Durante muchos años se le exigió al fútbol la introducción de tecnología para ayudar al referí. Otros deportes ya habían comenzado a transitar ese camino, como el tenis con el "Ojo de Águila" o el Rugby con el TMO (Television Match Official), solo por citar algunos ejemplos. El VAR llegó finalmente, pero la sensación que uno tiene en este momento, al menos en Argentina y en el fútbol sudamericano, es que el remedio fue peor que la enfermedad.


Es un sistema nuevo, es verdad, y como tal merece cierto tiempo de maduración. Ir corrigiendo errores sobre la marcha, adaptarse a lo que la realidad le exige. Pero por cómo está planteado hoy el uso de esta herramienta, hay un factor que lo hace inherentemente injusto: la discrecionalidad en su uso.

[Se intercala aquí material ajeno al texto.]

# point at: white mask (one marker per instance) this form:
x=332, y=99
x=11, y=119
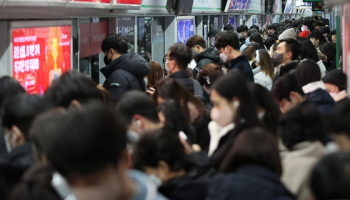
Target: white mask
x=155, y=179
x=223, y=56
x=224, y=116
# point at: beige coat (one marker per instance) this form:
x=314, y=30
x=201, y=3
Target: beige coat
x=297, y=166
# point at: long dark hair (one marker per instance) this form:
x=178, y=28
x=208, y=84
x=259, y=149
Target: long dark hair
x=253, y=146
x=263, y=99
x=170, y=89
x=175, y=119
x=256, y=37
x=232, y=85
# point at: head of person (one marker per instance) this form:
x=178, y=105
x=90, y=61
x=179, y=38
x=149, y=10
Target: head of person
x=288, y=92
x=317, y=38
x=272, y=29
x=170, y=89
x=256, y=37
x=308, y=51
x=18, y=116
x=42, y=130
x=90, y=152
x=242, y=30
x=318, y=25
x=336, y=81
x=36, y=184
x=301, y=124
x=114, y=46
x=9, y=88
x=178, y=58
x=255, y=27
x=308, y=72
x=307, y=26
x=287, y=50
x=155, y=74
x=254, y=146
x=227, y=44
x=269, y=42
x=229, y=27
x=209, y=75
x=71, y=89
x=171, y=115
x=161, y=154
x=340, y=125
x=330, y=178
x=325, y=31
x=232, y=101
x=138, y=112
x=267, y=109
x=333, y=36
x=263, y=60
x=211, y=35
x=328, y=53
x=249, y=52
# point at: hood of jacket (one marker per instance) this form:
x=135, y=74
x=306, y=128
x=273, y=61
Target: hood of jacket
x=319, y=97
x=210, y=53
x=130, y=62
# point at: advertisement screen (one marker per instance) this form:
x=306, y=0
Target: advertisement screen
x=239, y=4
x=288, y=6
x=92, y=1
x=132, y=2
x=40, y=55
x=185, y=30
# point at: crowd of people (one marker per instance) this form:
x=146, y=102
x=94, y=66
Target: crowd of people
x=262, y=114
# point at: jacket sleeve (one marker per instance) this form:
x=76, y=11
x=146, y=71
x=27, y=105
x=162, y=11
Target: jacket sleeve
x=117, y=86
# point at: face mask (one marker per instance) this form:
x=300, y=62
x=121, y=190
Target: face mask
x=194, y=53
x=222, y=117
x=146, y=81
x=333, y=95
x=106, y=61
x=155, y=179
x=132, y=136
x=7, y=143
x=277, y=58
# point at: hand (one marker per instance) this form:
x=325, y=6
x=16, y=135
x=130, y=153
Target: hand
x=151, y=91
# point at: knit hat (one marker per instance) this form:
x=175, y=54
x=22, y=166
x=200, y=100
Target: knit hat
x=304, y=34
x=336, y=77
x=289, y=33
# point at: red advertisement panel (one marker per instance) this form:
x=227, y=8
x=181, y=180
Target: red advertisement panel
x=136, y=2
x=93, y=1
x=98, y=32
x=84, y=40
x=40, y=55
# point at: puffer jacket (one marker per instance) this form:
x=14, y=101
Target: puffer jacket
x=124, y=74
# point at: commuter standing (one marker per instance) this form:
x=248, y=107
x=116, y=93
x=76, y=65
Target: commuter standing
x=228, y=45
x=124, y=71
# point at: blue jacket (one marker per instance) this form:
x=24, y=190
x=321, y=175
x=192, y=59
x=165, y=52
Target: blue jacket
x=249, y=182
x=241, y=63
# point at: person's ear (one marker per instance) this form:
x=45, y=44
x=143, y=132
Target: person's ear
x=74, y=105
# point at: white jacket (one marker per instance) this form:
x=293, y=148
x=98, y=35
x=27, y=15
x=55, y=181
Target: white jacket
x=264, y=80
x=297, y=165
x=216, y=133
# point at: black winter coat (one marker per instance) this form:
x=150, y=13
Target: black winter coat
x=12, y=167
x=248, y=182
x=210, y=55
x=241, y=63
x=124, y=74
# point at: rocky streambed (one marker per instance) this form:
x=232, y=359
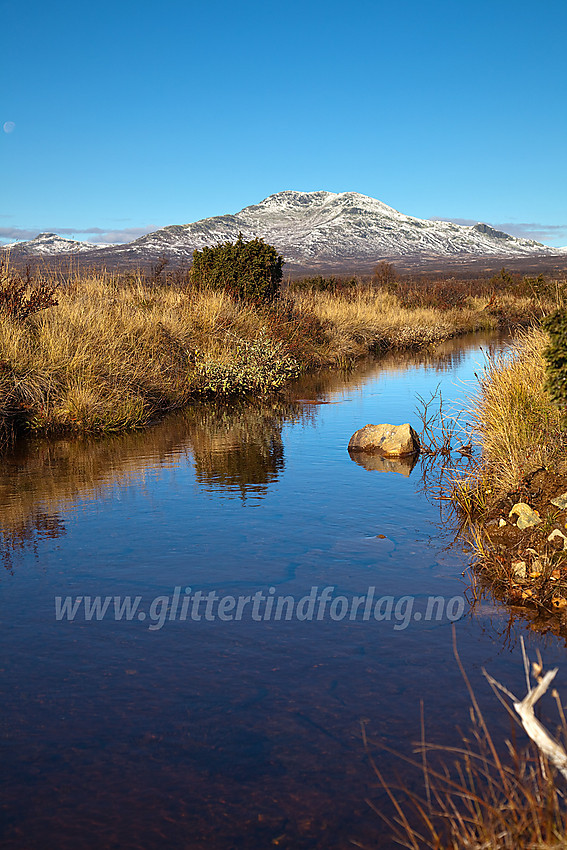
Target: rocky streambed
x=523, y=548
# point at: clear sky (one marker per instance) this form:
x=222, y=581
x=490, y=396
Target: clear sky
x=121, y=117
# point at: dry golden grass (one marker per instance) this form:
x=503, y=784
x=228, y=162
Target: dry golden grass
x=116, y=352
x=372, y=319
x=517, y=424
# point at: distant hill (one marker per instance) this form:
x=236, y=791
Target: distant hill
x=313, y=230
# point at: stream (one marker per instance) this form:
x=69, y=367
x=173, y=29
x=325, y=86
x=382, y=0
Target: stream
x=193, y=718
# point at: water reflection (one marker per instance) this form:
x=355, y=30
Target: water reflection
x=376, y=463
x=236, y=449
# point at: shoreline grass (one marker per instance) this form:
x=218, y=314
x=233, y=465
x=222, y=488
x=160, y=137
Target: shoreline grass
x=116, y=352
x=523, y=462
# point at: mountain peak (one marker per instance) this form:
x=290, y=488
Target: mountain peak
x=310, y=229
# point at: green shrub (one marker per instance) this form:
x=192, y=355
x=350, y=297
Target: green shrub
x=555, y=356
x=251, y=271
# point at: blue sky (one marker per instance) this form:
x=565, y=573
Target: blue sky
x=119, y=118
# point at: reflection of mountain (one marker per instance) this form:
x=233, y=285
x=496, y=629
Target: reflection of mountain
x=239, y=448
x=236, y=447
x=377, y=463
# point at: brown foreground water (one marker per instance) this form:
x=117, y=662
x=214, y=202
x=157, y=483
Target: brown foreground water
x=208, y=721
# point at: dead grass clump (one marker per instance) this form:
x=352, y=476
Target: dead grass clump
x=518, y=426
x=481, y=795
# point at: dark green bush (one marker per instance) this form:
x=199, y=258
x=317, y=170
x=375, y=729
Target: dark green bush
x=556, y=358
x=251, y=270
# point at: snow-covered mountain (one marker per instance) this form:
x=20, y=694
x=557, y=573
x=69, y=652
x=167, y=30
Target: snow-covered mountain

Marcelo Endelli/GettyImages

Repasando una jugada desde varios ángulos, diferentes velocidades, retrocediendo y avanzando, casi siempre vamos a llegar a un acuerdo sobre si esa jugada fue penal, gol, offside, mano o si un foul merecía tarjeta amarilla o roja. Para dilucidar entre lo correcto y lo incorrecto, el VAR aporta y mucho al esclarecimiento de los actos. No es perfecto, siempre se podrá discutir la decisión tomada por la misma naturaleza del fútbol, pero es innegable que contribuye.


Sin embargo, donde todavía hay mucho para mejorar es en su utilización. Que se use o no para dirimir una jugada dudosa sigue siendo decisión de un puñado de personas en un espacio cerrado, poco transparente, y aquí es dónde se debería introducir el primer y gran cambio.


¿Por qué no darle la posibilidad a los directores técnicos de cada equipo de ellos mismos pedir la revisión de una jugada? Como sucede en el tenis con los jugadores, que cada entrenador tenga la potestad de pedir que se aplique el VAR una o dos veces por tiempo . Si su reclamo resulta válido tras la revisión, conservan la cantidad de "pedidos de revisión". Si no era válido, se le descuenta.


De este modo se reduce la discrecionalidad, se transparenta el sistema y se reducen las injusticias. No es la solución perfecta, van a seguir apareciendo inconvenientes, pero a cómo estamos hoy sería un gran avance.

Otra mejora posible reside en que el diálogo entre el árbitro y los jueces del VAR sea transmitido en vivo y en directo. ¿O acaso tienen algo que ocultar? En el rugby uno puede enterarse en el momento lo que está hablando el juez en el campo y el TMO. En el fútbol debería ser igual.